Her defensive skills were obvious to Ivey right away when she began recruiting Hidalgo. “You don’t see that very often, especially in AAU, where you have players that value that side of the ball,” the coach says. “It’s all offense when it comes to AAU.” Hidalgo was different. She stood out at first because she was small and then because she was fearless. The Jersey girl was “fiery, so feisty” from the first time Ivey saw her, and that came from her defense.
“It’s just always been something that I’ve taken pride in,” Hidalgo says. “Just knowing that I’m the smallest player on the floor, it’s being able to bring something different.”
That ability has only grown in the years since. “Her IQ is something that’s kind of underrated, because she really, really understands the game very well for her being so young still,” Ivey says. Hidalgo is a film junkie obsessive about studying opposing tendencies. If she is an instinctual defender, she is a smart, practiced one, too.
“She can read people very well,” Ivey says. “She knows when to go and get the dribble… She can find the moments to apply pressure.”
That will be key against TCU in the Sweet 16. It was the Horned Frogs who handed the Fighting Irish their first loss of the year back in November. That was long enough ago that both teams look different now; Notre Dame, notably, played that game just seven deep and was missing forwards Maddy Westbeld and Kate Koval. Their presence makes the frontcourt much stronger and more competitive for Notre Dame. (That’s especially crucial against 6' 7" TCU center Sedona Prince.) But this group is built around its guards. Hidalgo shares the backcourt with potential WNBA lottery picks Olivia Miles and Sonia Citron. All three were stung by their blown lead in that early loss to TCU.
“A few days ago, we watched the film from when we played them in November, and I was just cringing,” Miles said. “It was difficult to watch. Coach Ivey showed it to us for a specific reason. She showed it to us to ignite something in us, to make us mad, to see how we were playing and how we’ve been playing recently.”

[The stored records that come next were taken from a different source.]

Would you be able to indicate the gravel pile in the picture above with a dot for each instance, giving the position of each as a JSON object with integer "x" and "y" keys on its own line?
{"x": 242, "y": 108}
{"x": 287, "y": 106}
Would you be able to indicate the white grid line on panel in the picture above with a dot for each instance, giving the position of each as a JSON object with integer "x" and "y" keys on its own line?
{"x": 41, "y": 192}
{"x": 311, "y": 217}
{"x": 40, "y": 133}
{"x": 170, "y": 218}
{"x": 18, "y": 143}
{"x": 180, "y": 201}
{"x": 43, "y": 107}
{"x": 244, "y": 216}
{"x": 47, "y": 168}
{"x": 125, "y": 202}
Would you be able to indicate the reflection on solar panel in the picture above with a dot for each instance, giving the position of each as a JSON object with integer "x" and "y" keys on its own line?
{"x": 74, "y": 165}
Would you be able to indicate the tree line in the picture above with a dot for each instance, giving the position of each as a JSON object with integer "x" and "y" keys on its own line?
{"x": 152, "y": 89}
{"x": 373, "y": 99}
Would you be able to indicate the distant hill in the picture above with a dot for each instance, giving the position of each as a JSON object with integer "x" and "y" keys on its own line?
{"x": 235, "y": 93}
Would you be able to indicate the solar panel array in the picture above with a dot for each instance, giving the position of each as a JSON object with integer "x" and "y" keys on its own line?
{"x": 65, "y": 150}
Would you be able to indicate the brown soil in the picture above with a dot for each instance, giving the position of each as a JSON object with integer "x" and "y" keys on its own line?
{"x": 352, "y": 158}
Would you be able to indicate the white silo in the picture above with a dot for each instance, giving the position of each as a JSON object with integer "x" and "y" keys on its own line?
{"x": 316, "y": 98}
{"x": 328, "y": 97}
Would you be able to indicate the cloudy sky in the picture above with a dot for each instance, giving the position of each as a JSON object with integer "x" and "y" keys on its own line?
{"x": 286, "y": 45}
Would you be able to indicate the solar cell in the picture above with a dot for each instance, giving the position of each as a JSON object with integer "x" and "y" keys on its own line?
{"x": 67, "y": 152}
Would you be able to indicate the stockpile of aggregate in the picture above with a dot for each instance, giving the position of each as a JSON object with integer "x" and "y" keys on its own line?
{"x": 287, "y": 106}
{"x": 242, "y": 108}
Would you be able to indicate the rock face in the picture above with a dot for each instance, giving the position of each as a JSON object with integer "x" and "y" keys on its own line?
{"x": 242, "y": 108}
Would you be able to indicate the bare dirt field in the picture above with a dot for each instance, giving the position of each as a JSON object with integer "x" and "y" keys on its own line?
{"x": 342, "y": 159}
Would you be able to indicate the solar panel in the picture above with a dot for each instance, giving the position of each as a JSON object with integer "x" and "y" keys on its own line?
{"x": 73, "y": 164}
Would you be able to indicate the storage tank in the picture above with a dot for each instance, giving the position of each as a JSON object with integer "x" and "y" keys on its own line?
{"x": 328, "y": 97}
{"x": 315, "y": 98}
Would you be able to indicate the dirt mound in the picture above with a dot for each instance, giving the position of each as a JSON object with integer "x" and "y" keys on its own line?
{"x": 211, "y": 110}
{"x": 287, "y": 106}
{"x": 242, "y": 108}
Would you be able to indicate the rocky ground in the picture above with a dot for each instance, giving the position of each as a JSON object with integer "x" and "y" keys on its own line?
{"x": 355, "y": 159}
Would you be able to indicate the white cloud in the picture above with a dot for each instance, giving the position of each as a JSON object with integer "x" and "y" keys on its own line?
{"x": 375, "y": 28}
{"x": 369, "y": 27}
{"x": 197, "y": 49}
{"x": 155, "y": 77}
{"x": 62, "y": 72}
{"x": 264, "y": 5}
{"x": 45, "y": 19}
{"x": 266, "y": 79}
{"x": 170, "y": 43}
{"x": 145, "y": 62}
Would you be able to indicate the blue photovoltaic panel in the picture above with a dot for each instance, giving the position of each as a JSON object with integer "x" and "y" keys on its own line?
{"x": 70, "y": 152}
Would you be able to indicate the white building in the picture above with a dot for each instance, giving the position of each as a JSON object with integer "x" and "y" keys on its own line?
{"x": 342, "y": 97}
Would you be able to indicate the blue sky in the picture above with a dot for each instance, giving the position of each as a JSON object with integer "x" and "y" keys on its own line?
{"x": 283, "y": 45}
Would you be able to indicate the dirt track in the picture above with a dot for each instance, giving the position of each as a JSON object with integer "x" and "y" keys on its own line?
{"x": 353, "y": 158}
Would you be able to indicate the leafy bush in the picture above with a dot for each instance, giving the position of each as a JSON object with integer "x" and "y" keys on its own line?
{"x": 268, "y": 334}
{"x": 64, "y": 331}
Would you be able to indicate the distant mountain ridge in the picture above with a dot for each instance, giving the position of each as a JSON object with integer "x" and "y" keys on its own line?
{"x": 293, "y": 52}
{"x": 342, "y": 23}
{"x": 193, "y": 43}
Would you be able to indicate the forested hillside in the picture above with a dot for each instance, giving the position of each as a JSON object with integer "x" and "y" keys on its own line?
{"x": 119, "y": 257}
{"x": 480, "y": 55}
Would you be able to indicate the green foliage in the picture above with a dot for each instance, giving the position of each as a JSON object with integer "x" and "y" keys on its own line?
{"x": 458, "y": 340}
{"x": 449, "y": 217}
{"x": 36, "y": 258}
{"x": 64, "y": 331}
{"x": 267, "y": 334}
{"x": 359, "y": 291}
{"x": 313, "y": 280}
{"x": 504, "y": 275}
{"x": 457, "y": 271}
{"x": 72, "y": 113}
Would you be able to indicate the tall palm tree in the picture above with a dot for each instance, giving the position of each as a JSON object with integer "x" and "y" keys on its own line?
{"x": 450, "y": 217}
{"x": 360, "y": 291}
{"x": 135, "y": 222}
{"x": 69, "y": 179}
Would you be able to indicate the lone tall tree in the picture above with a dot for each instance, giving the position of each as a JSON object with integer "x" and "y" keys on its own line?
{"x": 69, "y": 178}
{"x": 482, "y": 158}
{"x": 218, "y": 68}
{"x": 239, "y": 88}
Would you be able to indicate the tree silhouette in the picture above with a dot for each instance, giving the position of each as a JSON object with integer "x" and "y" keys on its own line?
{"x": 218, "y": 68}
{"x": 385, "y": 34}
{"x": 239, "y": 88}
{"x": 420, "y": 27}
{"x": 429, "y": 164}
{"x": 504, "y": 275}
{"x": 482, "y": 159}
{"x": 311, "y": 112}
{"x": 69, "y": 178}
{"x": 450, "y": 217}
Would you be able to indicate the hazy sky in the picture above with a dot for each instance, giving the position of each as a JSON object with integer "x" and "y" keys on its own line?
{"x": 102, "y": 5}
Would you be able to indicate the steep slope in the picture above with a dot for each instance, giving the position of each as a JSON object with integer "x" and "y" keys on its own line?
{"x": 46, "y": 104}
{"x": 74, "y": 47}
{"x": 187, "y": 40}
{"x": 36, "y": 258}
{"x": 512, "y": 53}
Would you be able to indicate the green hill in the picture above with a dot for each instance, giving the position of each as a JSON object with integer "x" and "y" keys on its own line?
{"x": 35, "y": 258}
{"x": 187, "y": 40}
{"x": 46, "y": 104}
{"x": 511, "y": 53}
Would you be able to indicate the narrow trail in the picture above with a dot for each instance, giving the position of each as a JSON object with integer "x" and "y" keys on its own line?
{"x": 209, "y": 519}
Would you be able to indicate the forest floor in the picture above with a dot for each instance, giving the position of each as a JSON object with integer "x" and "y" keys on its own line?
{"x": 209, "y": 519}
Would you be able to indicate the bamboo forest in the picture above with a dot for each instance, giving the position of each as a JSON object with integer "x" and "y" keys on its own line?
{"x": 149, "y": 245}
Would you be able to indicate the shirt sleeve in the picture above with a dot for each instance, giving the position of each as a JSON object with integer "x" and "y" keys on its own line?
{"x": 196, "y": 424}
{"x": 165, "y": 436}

The difference in how the Irish have been playing recently has primarily been rooted in their defense. (“I think we got back to our fundamentals, our principles,” Miles said of how they regrouped in their week off before the start of tournament play. “We were slacking on defense.”) That’s been evident in a stouter frontcourt and more aggressive rebounding. But the spirit begins with their pint-sized leading scorer, applying pressure, wreaking havoc and taking hearts away in the backcourt.
“That feeds her game,” Ivey says. “She plays with that edge.”